Achyat mematikan panggilan dan meletakkan ponselnya diatas meja. Ia kemudian merebah di atas kasur, sesaat membayangkan wajah Janeva dan matanya akan terpejam dengan sendirinya karena kantuk yang tak tertahan.
***
Di balik telepon, Raka dan Janeva bercengkrama seru. Jarak mereka lumayan jauh. Raka di Bandung dan Janeva di Malang. Mereka mengawalinya dengan basa basi, baru kemudian Raka mengajukan pertanyaan inti.

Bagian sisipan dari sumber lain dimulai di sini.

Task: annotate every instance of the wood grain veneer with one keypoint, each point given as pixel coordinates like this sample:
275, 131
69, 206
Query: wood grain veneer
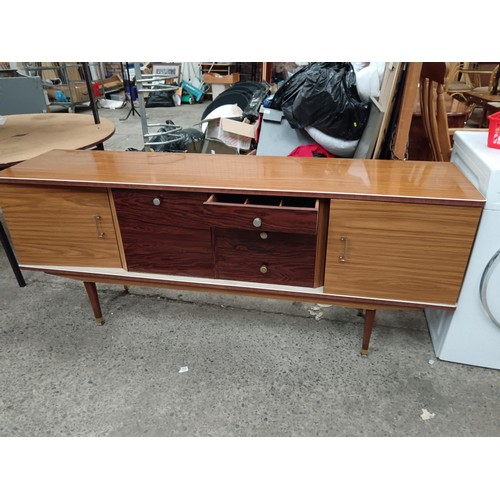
54, 225
289, 259
171, 238
419, 182
399, 251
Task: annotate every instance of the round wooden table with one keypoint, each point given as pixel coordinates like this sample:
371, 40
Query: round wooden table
25, 136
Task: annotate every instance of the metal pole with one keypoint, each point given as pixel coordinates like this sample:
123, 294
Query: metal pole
88, 80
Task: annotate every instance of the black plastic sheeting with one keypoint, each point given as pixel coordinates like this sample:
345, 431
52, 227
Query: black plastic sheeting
323, 95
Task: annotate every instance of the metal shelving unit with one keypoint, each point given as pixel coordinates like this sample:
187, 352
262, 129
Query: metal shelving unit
150, 84
72, 81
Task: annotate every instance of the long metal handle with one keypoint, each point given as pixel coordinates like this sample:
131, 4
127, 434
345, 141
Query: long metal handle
98, 219
483, 286
343, 257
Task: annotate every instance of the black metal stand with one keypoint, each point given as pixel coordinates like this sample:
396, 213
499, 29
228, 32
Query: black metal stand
10, 255
127, 81
88, 81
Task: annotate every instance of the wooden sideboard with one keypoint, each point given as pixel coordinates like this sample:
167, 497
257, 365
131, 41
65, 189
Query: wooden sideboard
369, 234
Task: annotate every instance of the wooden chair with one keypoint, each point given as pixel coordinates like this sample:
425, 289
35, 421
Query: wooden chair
432, 94
432, 90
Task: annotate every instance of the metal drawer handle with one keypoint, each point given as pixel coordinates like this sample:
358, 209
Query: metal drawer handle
343, 257
257, 222
98, 219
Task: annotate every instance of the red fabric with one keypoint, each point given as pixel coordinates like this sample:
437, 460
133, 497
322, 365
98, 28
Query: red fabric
311, 151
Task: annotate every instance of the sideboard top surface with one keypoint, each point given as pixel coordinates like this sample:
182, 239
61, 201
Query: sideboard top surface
432, 182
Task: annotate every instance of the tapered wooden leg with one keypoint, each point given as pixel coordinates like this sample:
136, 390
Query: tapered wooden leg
367, 331
10, 255
94, 301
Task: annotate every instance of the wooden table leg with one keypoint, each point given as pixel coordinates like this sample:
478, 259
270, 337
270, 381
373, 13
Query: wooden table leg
10, 255
367, 331
94, 301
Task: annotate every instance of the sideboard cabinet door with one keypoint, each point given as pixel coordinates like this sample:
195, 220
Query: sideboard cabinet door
410, 252
164, 232
60, 226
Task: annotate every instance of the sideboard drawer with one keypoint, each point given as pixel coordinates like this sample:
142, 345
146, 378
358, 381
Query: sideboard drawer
164, 232
262, 213
285, 259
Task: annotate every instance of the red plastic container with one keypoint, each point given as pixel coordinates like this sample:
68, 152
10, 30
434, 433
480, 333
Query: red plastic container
97, 89
494, 131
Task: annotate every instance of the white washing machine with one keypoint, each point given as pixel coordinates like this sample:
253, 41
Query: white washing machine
471, 333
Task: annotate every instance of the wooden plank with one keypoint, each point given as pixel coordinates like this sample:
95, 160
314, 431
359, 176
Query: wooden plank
410, 93
388, 89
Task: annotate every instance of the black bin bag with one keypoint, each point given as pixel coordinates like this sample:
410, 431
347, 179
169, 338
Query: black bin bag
323, 95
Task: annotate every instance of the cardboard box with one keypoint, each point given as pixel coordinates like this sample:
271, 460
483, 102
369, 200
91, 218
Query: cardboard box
218, 89
112, 83
233, 133
221, 79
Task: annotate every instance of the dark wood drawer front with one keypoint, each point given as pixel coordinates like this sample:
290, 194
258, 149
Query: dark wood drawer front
266, 213
168, 235
286, 259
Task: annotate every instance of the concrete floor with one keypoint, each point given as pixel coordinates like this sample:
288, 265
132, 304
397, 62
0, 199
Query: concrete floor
254, 367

“Nev, loe tadi dengerin single gue di radio kan?”
Janeva mencoba mengingat. Dia lupa kalau siang tadi single Raka diputar serentak di 100 radio seluruh Indonesia. Dua hari sebelumnya, Raka sudah menginformasikan itu kepadanya. Tapi karena padatnya aktivitas di kampus, Janeva benar-benar lupa.
“Oh... iy... iya.. keren lagu kamu. Nuansa rocknya ngena banget, Ka,” jawab Janeva dengan asal, ia tak ingin Raka bersedih karena ia lupa mendengarkan lagu itu.
“Ha? Kok rock?”
“Eh, maksudku, lagu persahabatan, Raka and friend, keren banget.”
“Kok persahabatan sih Nev?”
“Eh.. hmm...”
“Loe nggak dengerin ya?”
“Hehehe, sory ka, tadi ada tugas liputan. Tapi tenang aja, aku bakal download lagu itu kok.”
“Hmm.. ya udah deh, met malem ya Nev. Met istirahat,” pungkas Raka mengakhiri percakapan.
Raka merebahkan tubuhnya diatas kasur dan meletakkan ponselnya di balik bantal. Rasa kecewa menyergap setelah tahu kalau Janeva tidak mendengarkan pemutaran perdana lagu “Sang Putri” yang ia ciptakan sendiri. Raka kemudian memutar kembali lagu itu dan membayangkan sosok Janeva, berharap akan menjadi teman dalam tidur lelapnya malam ini.